The sisterly relationship between the two heroines is an appealing element in The Lady Hermit although the love story is no less moving (particularly when Yu Shuang and Chang Chun exchange coded love messages through poetry). Also the film puts a nice Cinderella twist on the old familiar Zorro conceit of the dashing sword hero posing as an incompetent weakling. It goes without saying that the action sequences are dynamic and showcase Cheng Pei-Pei at the peak of her abilities performing flying leaps, crawling across the ceiling, killing dozens upon dozens single-handedly and felling trees with a kung fu chop. Astonishing to think the Shaws considered her over-the-hill at twenty-five when she looks as doe-eyed and fresh-faced here as she did back in Come Drink With Me. Not to be outdone Shih Szu snags a few showy set-pieces notably a sequence where she clings to a collapsed bridge similar to the climax to Indiana Jones and the Temple of Doom (1984) and where she climbs a pagoda eliminating bad guys on each level. For the record The Lady Hermit is also probably Cheng Pei-Pei's goriest swordplay film with limbs lopped off, blood splattered everywhere, a bamboo pole through the chest, a beheading and most memorably chopsticks jabbed in one unfortunate's eyes.

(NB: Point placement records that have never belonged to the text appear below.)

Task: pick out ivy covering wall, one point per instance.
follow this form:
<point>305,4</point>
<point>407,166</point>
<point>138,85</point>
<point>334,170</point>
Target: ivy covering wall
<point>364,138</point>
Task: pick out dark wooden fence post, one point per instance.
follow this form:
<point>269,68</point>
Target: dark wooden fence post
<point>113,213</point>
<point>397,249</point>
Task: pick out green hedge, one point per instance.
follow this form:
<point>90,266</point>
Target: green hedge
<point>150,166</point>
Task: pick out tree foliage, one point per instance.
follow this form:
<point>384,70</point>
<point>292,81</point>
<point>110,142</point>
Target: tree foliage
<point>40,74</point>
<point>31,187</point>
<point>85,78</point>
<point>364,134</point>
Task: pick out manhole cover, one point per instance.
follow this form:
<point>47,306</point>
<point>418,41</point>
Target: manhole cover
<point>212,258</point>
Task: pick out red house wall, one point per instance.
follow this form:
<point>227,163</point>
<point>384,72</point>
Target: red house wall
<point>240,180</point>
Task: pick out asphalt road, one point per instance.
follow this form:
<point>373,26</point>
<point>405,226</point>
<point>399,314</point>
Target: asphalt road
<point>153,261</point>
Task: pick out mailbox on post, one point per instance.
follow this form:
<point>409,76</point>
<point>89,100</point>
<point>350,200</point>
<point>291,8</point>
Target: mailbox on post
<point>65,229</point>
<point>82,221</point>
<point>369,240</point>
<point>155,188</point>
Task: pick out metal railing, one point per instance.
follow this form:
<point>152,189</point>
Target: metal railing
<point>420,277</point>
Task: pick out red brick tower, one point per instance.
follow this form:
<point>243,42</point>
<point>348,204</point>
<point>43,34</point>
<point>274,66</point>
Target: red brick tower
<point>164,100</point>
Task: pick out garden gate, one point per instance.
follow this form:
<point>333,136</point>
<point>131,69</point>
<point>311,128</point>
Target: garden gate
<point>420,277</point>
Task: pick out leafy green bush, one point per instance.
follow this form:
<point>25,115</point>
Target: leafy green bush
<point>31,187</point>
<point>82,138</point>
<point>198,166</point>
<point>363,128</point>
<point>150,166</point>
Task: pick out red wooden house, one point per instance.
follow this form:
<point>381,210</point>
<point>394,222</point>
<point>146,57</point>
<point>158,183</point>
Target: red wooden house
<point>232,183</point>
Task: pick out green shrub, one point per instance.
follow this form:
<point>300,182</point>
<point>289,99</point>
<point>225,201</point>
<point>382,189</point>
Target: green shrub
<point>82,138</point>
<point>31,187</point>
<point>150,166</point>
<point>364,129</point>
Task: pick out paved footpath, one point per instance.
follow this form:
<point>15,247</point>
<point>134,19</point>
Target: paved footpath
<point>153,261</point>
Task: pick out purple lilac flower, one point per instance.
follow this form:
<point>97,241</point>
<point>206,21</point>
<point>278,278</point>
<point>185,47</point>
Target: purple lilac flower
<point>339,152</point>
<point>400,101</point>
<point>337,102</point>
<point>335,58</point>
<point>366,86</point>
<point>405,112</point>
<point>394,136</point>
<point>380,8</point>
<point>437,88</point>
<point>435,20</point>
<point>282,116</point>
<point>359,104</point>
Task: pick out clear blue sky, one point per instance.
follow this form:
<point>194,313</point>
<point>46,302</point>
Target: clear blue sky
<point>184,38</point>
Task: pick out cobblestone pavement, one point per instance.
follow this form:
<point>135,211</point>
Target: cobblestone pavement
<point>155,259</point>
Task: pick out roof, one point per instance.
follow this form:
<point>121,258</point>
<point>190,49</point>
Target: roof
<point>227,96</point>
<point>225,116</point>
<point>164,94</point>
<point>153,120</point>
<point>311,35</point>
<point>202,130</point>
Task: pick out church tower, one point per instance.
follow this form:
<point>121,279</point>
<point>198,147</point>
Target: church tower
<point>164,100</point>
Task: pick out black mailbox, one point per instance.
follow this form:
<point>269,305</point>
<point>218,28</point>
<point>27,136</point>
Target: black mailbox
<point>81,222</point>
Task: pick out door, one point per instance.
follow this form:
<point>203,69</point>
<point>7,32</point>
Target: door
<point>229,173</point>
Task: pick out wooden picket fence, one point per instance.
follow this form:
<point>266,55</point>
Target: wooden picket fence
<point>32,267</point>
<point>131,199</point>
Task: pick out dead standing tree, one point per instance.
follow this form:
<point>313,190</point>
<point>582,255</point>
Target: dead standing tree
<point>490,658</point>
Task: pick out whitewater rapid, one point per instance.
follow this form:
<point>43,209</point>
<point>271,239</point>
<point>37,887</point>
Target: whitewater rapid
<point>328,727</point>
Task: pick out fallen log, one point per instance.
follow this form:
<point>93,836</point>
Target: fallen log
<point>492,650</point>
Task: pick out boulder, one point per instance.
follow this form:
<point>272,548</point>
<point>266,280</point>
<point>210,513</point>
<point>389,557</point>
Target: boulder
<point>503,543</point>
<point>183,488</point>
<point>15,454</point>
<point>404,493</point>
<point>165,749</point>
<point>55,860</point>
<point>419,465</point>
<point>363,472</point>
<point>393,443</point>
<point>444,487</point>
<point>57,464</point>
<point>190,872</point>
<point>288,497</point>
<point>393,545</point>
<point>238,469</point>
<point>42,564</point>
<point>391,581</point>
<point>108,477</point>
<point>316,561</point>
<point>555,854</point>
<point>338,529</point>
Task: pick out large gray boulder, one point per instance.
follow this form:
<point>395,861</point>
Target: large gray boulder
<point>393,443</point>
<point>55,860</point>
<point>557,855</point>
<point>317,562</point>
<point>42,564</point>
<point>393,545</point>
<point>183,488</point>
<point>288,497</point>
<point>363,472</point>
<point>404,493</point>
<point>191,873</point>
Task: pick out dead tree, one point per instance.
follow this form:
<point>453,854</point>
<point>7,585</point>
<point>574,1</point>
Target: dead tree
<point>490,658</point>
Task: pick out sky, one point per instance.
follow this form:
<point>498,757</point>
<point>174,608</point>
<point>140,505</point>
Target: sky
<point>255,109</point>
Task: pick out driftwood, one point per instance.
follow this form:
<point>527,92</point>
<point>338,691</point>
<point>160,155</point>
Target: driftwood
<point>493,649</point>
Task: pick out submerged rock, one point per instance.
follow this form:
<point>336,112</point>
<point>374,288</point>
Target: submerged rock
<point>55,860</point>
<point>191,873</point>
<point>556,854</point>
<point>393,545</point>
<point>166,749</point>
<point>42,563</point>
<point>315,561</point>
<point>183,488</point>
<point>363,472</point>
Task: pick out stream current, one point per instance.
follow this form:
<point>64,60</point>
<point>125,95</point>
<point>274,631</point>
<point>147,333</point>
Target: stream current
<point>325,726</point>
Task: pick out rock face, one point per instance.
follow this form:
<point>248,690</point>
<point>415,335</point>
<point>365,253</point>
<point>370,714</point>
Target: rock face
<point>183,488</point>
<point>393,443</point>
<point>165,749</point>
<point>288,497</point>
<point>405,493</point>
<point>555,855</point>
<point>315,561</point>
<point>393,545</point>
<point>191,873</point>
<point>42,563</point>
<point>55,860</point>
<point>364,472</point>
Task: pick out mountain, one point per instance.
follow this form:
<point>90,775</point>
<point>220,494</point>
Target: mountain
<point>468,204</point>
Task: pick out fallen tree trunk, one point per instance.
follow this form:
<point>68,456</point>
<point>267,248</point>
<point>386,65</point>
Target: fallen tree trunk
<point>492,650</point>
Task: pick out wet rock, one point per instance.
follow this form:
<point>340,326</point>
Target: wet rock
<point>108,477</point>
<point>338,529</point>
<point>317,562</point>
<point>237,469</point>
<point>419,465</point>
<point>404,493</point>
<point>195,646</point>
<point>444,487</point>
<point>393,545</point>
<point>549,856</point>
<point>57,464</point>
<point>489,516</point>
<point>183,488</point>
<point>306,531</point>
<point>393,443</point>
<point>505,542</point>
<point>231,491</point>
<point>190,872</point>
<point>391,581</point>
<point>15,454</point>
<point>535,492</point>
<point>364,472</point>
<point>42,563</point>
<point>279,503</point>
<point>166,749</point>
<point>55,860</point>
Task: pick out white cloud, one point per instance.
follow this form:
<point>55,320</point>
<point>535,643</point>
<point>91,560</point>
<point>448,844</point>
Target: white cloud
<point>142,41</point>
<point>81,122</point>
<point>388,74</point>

Versatile studio hand Ho Meng-Hua weaves a vivid quasi-supernatural atmosphere with his evocative lighting tricks and mobile camera work featuring an interesting mix of hand-held camera and fluid tracking shots. Regrettably the one area where the film suffers has nothing to do with the original production. The Lady Hermit was among several restored Shaw films for which Celestial DVD lay a droning atonal synth score over the original soundtrack. The bizarre audio mishmash is jarring to say the least. Otherwise it is a fine farewell for Cheng Pei-Pei.